Zulip Chat Archive

Stream: general

Topic: universe issues in category theory


Johan Commelin (Mar 09 2020 at 05:58):

How hard would it be to fix the Lean fork so that it becomes better at figuring out universes? I got the impression that we have to remind Lean about universes in category theory, a lot more than strictly necessary, just because Lean was being a bit lazy...

Mario Carneiro (Mar 09 2020 at 06:05):

do you have a concrete example?

Johan Commelin (Mar 09 2020 at 06:43):

Just a random example:

instance full_subcategory : category.{v} {X : C // Z X} :=

If Lean figures out the category instance for C, then it knows which 2 universe variables are in play.

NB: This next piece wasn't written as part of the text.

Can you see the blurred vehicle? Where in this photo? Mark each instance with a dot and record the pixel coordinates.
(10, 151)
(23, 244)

And so it should be able to figure out the v by itself.

Johan Commelin (Mar 09 2020 at 06:43):

There might be other, better examples.

Simon Hudon (Mar 09 2020 at 06:46):

One remedy to this situation would be to make category fully bundled. Then, the type of your category would dictate the universe in which the arrows are.

Simon Hudon (Mar 09 2020 at 06:50):

I think it would be a design worth exploring if someone has the time to try it out

Mario Carneiro (Mar 09 2020 at 09:45):

That already exists, it's called small_category

Mario Carneiro (Mar 09 2020 at 09:46):

but the problem is that while small_category and large_category both fix the homset universe level, they fix it to different things, and category.{v} is the generalization

Mario Carneiro (Mar 09 2020 at 09:46):

I think this amounts to saying that v is an out_param on the category typeclass instance

Mario Carneiro (Mar 09 2020 at 09:46):

which is not a thing we can annotate

Simon Hudon (Mar 09 2020 at 09:51):

That is not what I'm talking about.

universes u v
structure category :=
(C : Type u)
(hom : C -> C -> Type v)
-- etc

Then, we fix the universes at the time of definition of the category or the declaration of the category variable

Mario Carneiro (Mar 09 2020 at 09:52):

that will make the problem worse

Mario Carneiro (Mar 09 2020 at 09:53):

you will have category.{u v} now

Mario Carneiro (Mar 09 2020 at 09:53):

the only reason u can be inferred is because C is a parameter

Simon Hudon (Mar 09 2020 at 09:55):

Already, we define variable (C : Type u) [category.{v} C] so both universes are already specified explicitly. What I'm proposing is variable (C : category.{u v}) and then never have to specify universes again as far as C is concerned

Mario Carneiro (Mar 09 2020 at 09:55):

it will certainly not eliminate the universe annotations in Johan's example

Simon Hudon (Mar 09 2020 at 09:56):

If C is a category, it certainly will

Mario Carneiro (Mar 09 2020 at 09:56):

I think you don't actually need to specify either currently. You can write variable (C : Type*) [category C] and it will mean the same thing, just with generated names. The actual reason universe names appear there is because they need to be referred to later

Mario Carneiro (Mar 09 2020 at 09:58):

(This is also the standard practice in the rest of mathlib, to avoid naming universes unless they need to be referred to by name later)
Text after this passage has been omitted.